Indian ed-tech unicorn Byju’s has acquired Epic, a US-based digital reading platform for kids, for $500 million as it continues to expand rapidly by buying companies at home and overseas.
This is Byju’s second-biggest takeover deal and comes barely three-and-a-half months after it bought Aakash Educational Services from buyout giant Blackstone and other shareholders for as much as $1 billion.
The Epic transaction trumps the $300 million deal that Byju’s signed last year to buy online coding platform WhiteHat Jr. This is also Byju’s second purchase in the US, after its $120 million acquisition of Osmo in 2019.
Byju’s said in a statement Wednesday it has “aggressive plans” for international and US market expansion, and that it will invest $1 billion in North America to accelerate its growth. The Indian company, founded by Byju Raveendran in 2015, says it already caters to about 100 million students around the world.
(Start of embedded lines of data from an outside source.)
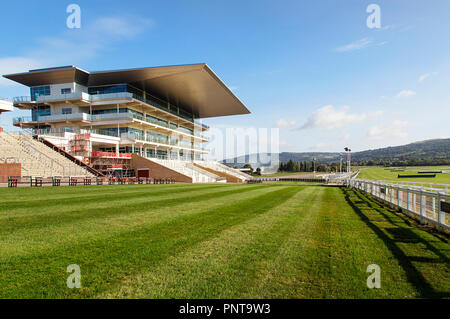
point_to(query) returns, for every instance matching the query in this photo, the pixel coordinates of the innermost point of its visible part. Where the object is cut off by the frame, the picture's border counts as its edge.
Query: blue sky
(311, 68)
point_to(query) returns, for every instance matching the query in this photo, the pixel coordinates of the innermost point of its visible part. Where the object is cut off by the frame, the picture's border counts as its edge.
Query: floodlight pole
(348, 159)
(314, 166)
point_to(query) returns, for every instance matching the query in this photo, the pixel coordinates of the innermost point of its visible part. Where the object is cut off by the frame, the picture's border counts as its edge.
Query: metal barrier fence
(428, 206)
(31, 181)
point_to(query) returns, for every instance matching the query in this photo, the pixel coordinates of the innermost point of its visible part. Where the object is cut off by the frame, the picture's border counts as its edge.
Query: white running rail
(428, 204)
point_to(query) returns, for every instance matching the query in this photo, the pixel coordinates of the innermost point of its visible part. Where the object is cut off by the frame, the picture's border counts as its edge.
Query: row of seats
(36, 158)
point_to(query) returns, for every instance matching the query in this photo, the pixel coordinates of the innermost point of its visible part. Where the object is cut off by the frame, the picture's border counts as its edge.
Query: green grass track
(279, 240)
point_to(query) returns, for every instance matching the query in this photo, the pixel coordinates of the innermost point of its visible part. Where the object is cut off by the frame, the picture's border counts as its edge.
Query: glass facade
(142, 96)
(40, 111)
(39, 91)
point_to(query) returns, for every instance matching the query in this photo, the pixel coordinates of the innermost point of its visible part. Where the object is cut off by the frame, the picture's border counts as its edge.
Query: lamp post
(348, 159)
(314, 166)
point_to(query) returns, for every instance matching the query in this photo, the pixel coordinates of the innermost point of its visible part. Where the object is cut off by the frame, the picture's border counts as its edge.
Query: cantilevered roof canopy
(193, 87)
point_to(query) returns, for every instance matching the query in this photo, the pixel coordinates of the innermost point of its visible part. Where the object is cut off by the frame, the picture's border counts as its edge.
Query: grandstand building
(5, 106)
(135, 122)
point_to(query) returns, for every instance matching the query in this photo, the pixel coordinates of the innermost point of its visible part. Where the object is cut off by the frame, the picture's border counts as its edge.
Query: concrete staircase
(228, 177)
(187, 168)
(219, 167)
(37, 160)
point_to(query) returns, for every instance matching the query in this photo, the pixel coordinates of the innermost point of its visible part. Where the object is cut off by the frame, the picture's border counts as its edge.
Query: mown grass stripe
(36, 221)
(219, 267)
(104, 262)
(35, 204)
(31, 241)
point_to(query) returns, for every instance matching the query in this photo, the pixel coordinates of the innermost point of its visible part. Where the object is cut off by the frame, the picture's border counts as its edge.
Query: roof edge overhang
(194, 87)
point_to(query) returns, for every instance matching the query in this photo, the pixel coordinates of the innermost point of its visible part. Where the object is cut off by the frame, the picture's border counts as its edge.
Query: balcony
(159, 141)
(96, 98)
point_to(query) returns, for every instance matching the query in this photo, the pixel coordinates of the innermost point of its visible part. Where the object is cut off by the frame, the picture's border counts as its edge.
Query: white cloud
(283, 123)
(127, 27)
(285, 145)
(357, 45)
(405, 94)
(328, 117)
(73, 46)
(423, 77)
(387, 132)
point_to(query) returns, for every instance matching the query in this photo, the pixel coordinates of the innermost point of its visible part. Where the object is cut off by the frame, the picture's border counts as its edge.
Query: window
(39, 91)
(43, 110)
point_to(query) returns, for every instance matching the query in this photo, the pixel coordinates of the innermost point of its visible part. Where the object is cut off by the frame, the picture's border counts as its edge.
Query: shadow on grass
(401, 232)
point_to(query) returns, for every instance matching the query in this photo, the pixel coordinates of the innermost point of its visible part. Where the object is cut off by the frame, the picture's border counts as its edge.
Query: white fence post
(421, 204)
(441, 214)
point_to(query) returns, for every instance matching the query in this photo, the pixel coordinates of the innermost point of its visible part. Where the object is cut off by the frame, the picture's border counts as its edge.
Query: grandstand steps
(228, 177)
(181, 171)
(36, 159)
(219, 167)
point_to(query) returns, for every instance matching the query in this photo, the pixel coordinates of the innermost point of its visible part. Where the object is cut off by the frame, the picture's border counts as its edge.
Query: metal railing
(100, 117)
(428, 205)
(160, 104)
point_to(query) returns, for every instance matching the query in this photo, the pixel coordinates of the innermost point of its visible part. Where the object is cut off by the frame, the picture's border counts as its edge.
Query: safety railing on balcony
(150, 139)
(153, 101)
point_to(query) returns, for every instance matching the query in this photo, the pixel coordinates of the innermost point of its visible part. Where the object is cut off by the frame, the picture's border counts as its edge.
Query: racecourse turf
(275, 240)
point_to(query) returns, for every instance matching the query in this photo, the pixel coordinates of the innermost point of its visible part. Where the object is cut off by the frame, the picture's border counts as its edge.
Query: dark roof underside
(193, 87)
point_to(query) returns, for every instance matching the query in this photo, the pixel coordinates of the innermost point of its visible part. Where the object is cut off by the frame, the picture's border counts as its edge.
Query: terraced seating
(219, 167)
(36, 158)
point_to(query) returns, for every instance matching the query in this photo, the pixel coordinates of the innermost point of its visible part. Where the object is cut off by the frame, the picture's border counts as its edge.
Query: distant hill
(429, 152)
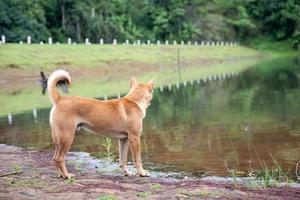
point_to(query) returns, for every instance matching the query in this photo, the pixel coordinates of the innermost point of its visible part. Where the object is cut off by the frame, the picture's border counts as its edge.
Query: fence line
(135, 42)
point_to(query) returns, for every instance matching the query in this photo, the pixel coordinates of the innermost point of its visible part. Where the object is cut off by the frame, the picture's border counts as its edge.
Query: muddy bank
(31, 175)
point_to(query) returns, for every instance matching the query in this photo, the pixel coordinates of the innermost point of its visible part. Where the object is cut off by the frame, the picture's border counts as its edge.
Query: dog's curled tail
(52, 81)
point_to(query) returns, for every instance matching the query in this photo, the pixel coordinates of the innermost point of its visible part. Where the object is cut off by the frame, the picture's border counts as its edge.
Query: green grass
(30, 57)
(160, 63)
(143, 194)
(107, 197)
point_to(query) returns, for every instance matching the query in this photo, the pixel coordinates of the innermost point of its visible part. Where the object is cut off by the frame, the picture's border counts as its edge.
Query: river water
(240, 120)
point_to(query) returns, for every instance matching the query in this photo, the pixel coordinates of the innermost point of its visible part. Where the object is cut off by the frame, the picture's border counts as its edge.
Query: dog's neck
(142, 105)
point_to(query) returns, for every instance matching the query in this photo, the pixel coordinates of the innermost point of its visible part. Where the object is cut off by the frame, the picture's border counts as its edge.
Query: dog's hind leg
(134, 140)
(123, 151)
(56, 150)
(64, 139)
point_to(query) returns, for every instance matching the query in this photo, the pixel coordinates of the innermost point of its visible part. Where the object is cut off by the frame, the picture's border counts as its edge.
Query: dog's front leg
(134, 140)
(123, 151)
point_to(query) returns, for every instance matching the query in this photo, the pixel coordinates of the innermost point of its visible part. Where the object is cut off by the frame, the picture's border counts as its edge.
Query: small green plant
(143, 194)
(296, 171)
(107, 197)
(156, 186)
(232, 173)
(11, 182)
(70, 181)
(16, 168)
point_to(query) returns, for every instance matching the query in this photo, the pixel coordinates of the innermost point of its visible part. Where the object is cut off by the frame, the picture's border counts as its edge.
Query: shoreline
(37, 179)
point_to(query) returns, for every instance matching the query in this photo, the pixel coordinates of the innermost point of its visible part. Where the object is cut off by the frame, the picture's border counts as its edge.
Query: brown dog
(118, 118)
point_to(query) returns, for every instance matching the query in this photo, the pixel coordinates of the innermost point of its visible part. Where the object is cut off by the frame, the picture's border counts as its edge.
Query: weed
(16, 168)
(202, 193)
(107, 197)
(143, 194)
(156, 186)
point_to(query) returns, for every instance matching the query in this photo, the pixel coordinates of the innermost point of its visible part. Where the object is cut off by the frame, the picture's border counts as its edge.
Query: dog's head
(141, 92)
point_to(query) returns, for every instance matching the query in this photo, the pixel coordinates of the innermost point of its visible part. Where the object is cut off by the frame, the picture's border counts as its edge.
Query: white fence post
(28, 39)
(9, 118)
(69, 41)
(50, 40)
(3, 39)
(34, 112)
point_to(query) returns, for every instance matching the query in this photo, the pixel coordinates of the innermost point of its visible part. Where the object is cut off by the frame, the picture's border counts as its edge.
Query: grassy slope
(196, 61)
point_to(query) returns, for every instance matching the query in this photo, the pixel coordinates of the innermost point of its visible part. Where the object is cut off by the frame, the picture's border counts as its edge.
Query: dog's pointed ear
(132, 81)
(150, 85)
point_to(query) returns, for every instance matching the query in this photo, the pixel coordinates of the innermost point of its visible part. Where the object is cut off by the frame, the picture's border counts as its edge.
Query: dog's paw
(128, 173)
(68, 176)
(144, 173)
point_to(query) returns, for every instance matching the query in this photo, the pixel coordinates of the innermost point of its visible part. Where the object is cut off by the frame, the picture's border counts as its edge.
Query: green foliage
(154, 20)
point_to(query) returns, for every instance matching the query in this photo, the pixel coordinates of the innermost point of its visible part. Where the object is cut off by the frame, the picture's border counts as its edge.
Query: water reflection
(198, 125)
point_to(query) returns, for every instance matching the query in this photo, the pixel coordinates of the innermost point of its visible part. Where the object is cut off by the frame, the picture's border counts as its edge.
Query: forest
(215, 20)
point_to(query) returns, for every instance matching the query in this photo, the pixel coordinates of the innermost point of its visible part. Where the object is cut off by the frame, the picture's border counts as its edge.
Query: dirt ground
(28, 174)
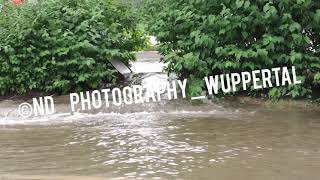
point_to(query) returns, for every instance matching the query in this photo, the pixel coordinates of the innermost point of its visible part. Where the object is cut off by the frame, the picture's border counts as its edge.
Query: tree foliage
(201, 38)
(64, 45)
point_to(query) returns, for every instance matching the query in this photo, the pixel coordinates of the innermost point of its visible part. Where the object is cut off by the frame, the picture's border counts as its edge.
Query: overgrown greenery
(201, 38)
(65, 45)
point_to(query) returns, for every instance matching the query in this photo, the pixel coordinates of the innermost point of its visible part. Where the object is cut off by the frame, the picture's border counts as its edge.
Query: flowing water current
(166, 140)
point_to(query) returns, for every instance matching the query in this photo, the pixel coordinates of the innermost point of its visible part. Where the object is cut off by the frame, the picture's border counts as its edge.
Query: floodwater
(166, 140)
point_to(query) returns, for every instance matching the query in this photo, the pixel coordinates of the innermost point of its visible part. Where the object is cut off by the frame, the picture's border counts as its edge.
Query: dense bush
(65, 45)
(201, 38)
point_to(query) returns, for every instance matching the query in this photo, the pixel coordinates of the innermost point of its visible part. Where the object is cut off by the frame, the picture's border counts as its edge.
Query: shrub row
(201, 38)
(65, 45)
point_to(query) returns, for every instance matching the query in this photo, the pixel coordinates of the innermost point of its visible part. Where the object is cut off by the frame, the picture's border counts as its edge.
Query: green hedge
(65, 45)
(201, 38)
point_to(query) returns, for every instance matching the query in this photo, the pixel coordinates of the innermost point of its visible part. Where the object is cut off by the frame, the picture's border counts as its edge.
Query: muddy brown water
(166, 140)
(212, 142)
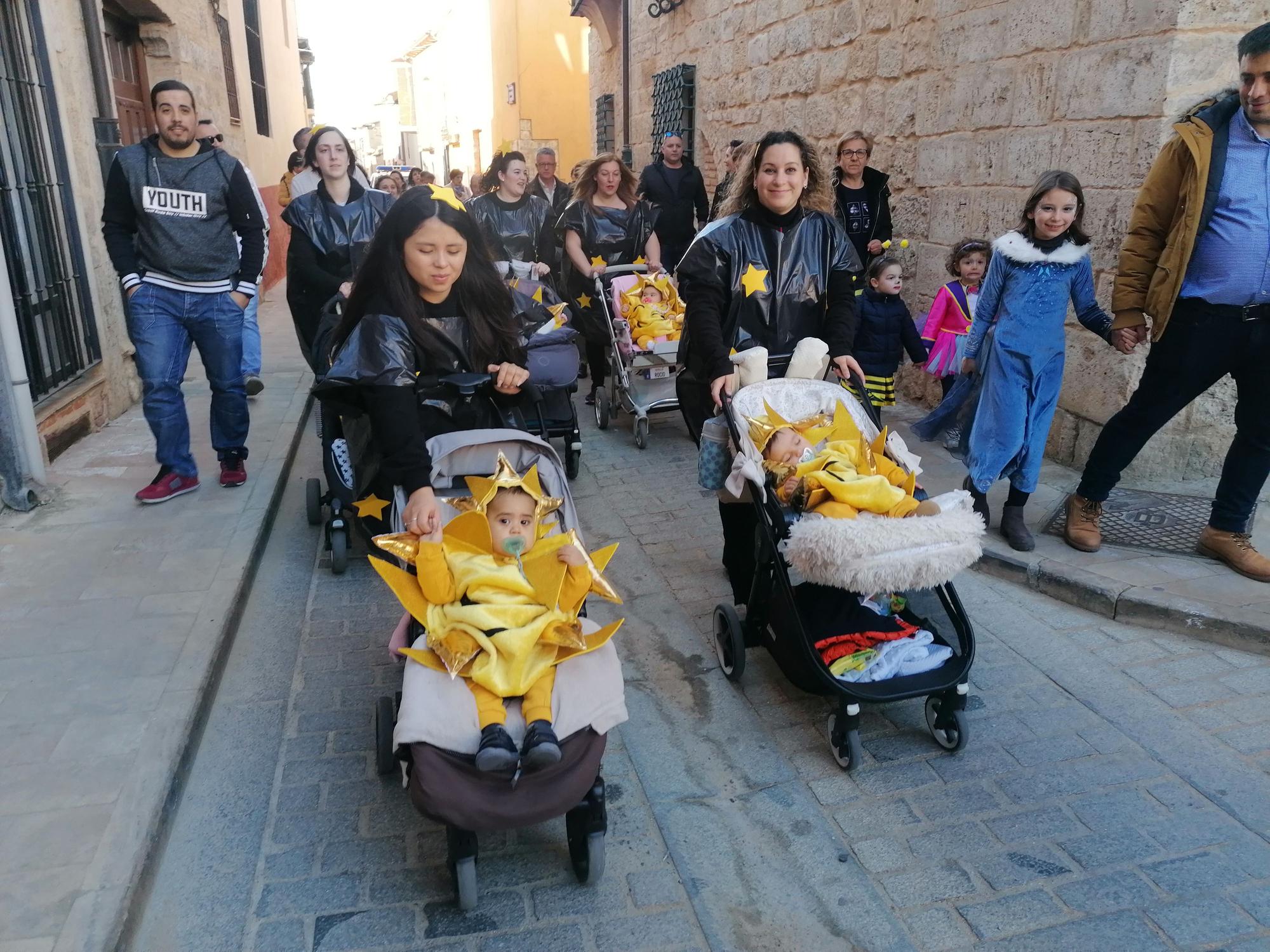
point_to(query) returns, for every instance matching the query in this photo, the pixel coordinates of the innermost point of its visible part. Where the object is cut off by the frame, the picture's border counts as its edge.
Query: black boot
(497, 750)
(542, 747)
(981, 502)
(1015, 530)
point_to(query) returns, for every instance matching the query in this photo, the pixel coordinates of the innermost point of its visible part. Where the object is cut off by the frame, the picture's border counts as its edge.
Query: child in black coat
(887, 331)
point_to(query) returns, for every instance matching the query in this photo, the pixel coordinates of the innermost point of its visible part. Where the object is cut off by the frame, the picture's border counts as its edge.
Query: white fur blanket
(878, 554)
(868, 554)
(440, 710)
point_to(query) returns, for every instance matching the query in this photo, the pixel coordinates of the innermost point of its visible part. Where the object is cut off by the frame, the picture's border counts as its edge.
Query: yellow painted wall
(544, 51)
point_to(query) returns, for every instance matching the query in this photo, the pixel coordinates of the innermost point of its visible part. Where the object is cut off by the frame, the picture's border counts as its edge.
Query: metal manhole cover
(1160, 522)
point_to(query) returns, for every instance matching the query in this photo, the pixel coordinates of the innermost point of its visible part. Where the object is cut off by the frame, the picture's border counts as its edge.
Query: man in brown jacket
(1197, 260)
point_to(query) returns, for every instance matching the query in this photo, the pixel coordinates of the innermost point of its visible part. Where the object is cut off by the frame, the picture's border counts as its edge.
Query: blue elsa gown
(1024, 299)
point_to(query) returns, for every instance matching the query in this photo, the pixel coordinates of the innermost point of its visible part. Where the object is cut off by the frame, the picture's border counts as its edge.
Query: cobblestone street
(1113, 794)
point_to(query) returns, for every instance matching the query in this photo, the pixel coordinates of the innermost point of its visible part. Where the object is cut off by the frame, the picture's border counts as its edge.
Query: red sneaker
(233, 472)
(167, 486)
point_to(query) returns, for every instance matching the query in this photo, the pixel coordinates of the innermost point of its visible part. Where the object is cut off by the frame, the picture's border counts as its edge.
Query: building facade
(74, 88)
(497, 76)
(970, 102)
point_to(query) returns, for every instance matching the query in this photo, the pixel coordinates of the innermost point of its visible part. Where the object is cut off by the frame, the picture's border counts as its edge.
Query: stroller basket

The latest acquisition will help Byju’s expand its US footprint by providing access to the more than two million teachers and 50 million kids in Epic’s user base, which more than doubled over the last year. Epic also has a collection of more than 40,000 popular, high-quality books, audiobooks and videos from over 250 publishers.
Epic CEO Suren Markosian and co-founder Kevin Donahue will remain in their roles, Byju’s said.
Byju’s is India’s biggest ed-tech company and has struck nearly a dozen acquisitions over the past few years. Apart from Aakash, Epic, Osmo and WhiteHat Jr, it has also bought Toppr, GradeUp, Scholr, LabinApp, Edurite, Vidyartha, Tutorvista and Math Adventures.
The company is valued around $16.5 billion and counts a number of global investors as its shareholders. These include Sequoia Capital, the Chan-Zuckerberg Initiative, Naspers, Silver Lake, Tiger Global, ADQ, UBS, Blackstone, Mary Meeker’s Bond, BlackRock, Sofina, Tencent, VerInvest, Canada Pension Plan Investment Board and Qatar Investment Authority.